Equilibrium calculations

TRANSP can either use magnetic equilibrium input data or evolve the poloidal current diffusion.

In interpretive mode, TRANSP supports three options for advancing its representation of the plasma MHD equilibrium in time, determined by the choice of the LEVGEO variable in the input namelist.  Selecting LEVGEO=8 instructs TRANSP to read in equilibrium profiles computed by an external code, performing interpolation in time as necessary, and not to recompute the equilibrium itself. LEVGEO=11 invokes the fixed-boundary inverse equilibrium solver TEQ (originating from LLNL’s Corsica transport code) to solve for the equilibrium at each geometry timestep given the pressure and q profiles and the value of $R B_{toroidal}$ at the boundary.  The edge q is adjusted iteratively to match the total plasma current.  TEQ requires an existing inverse equilibrium solution for a given device as an initial guess for its calculation; nearly 40 devices are currently supported, and new ones can be added by the TRANSP developers on request.

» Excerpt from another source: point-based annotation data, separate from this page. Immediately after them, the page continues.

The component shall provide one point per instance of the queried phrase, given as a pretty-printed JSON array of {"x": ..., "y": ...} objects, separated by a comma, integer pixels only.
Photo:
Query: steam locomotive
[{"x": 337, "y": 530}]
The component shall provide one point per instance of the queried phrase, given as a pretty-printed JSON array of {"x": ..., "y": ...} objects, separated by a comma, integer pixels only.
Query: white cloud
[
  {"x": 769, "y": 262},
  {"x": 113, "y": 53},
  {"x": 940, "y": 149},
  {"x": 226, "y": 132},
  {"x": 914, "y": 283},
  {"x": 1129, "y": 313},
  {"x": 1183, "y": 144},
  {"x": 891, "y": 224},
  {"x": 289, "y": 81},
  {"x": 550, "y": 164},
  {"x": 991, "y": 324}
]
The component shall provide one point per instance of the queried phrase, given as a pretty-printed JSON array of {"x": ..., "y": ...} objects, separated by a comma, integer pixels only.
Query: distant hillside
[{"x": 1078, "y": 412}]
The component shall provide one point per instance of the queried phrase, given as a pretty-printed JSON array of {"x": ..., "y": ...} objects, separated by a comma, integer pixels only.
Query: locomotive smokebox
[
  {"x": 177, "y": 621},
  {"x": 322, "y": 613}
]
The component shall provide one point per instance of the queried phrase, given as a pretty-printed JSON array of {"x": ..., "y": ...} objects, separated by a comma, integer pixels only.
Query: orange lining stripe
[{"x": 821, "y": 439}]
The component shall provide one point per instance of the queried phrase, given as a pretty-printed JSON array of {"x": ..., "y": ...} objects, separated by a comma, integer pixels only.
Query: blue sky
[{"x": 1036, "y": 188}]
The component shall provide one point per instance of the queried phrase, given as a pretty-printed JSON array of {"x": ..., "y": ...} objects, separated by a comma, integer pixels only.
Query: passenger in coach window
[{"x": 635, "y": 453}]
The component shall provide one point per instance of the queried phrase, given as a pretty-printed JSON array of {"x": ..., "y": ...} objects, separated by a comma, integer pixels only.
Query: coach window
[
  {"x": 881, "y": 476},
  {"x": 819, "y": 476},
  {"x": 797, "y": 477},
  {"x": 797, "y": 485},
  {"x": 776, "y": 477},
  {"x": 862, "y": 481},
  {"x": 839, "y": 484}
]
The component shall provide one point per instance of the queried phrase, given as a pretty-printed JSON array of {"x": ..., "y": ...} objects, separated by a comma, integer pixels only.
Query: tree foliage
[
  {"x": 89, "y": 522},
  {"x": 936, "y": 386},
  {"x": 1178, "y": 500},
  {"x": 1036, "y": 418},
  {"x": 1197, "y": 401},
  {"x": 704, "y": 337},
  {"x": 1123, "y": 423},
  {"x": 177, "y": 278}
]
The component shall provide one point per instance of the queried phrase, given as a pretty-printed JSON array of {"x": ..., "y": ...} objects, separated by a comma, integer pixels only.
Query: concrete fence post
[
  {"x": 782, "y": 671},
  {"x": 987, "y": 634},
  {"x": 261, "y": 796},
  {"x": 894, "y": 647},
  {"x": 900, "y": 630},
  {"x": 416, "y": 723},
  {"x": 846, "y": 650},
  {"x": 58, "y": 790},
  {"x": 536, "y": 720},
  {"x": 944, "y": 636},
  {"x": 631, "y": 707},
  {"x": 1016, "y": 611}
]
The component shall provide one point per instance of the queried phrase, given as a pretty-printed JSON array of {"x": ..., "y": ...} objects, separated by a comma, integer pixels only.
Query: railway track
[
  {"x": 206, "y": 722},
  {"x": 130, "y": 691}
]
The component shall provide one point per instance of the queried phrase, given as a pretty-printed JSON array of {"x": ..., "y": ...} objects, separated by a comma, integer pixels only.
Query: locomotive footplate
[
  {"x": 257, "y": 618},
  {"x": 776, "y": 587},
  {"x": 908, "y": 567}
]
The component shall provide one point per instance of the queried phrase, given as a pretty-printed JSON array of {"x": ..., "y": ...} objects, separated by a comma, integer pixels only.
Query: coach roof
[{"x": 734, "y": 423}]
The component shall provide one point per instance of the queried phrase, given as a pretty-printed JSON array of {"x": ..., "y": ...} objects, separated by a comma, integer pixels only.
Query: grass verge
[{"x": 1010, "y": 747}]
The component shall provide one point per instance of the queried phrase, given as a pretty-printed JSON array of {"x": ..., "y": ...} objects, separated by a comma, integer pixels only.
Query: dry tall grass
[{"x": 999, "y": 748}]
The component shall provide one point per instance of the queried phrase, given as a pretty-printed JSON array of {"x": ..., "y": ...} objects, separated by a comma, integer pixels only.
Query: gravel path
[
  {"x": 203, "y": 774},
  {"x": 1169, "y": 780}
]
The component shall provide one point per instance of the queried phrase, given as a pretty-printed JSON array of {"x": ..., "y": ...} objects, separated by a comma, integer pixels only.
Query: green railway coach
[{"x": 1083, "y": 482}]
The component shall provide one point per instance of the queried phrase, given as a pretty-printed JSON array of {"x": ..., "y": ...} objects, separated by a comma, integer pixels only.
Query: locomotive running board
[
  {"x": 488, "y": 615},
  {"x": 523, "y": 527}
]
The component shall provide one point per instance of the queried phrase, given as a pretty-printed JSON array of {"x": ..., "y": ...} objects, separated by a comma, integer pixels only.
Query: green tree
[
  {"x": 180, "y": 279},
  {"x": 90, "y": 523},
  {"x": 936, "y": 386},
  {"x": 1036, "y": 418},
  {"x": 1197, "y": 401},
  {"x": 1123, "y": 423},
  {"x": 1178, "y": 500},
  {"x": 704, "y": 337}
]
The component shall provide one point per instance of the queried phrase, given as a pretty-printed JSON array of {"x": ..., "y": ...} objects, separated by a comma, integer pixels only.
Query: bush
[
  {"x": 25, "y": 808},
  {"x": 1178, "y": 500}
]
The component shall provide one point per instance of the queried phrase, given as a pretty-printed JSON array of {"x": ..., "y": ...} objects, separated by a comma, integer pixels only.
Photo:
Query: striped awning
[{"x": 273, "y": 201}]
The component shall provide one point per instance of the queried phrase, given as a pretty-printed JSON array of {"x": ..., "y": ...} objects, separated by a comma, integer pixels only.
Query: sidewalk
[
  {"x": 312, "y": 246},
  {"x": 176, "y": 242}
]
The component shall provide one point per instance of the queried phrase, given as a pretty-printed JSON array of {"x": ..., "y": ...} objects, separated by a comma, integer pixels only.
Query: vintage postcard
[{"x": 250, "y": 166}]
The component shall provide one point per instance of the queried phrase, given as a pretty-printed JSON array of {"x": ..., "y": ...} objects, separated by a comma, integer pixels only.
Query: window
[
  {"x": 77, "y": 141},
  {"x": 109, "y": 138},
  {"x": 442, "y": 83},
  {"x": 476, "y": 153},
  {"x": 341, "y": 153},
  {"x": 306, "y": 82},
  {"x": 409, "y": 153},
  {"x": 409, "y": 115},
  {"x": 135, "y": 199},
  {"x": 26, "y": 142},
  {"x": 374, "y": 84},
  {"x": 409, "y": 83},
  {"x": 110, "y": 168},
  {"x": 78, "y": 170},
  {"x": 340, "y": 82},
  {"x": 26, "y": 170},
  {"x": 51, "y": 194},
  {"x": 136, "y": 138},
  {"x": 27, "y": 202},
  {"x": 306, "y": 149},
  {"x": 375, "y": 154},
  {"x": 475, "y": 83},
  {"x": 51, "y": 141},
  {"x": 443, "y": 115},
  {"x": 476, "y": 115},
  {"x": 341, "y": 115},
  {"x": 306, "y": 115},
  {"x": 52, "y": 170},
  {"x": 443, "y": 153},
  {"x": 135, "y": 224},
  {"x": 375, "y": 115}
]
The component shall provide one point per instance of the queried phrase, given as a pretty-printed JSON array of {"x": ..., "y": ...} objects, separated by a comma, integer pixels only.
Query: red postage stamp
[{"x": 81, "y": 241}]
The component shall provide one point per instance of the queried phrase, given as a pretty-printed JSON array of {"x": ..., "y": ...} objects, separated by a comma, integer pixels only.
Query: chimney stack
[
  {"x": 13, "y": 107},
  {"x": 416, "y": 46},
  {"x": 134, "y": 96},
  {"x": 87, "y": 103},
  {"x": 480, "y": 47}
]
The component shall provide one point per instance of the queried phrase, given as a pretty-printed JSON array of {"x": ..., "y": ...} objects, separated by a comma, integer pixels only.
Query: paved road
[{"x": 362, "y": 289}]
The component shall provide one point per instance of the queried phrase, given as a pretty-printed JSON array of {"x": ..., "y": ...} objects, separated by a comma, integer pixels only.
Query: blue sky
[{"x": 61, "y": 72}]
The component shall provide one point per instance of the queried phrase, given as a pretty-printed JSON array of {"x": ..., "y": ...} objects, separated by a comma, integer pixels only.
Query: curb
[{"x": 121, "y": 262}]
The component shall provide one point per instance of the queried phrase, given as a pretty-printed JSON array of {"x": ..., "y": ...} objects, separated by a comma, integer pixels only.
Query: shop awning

Finally, setting LEVGEO=12 instructs TRANSP to use the ISolver free boundary solver to advance the equilibrium. ISolver maintains a detailed model of the geometry and material characteristics of the poloidal field coil set for each device for which it is run, and can either perform a least-squares fit for the PF coil currents to match a prescribed plasma boundary; or solve a circuit equation incorporating coil current data, feedback circuits, and induced vessel currents, with the shape of the plasma boundary computed self-consistently. ISolver can also advance the q profile self-consistently instead of using TRANSP’s poloidal field diffusion equation, enabling modeling of the inductive coupling of the coils and vessel to the plasma.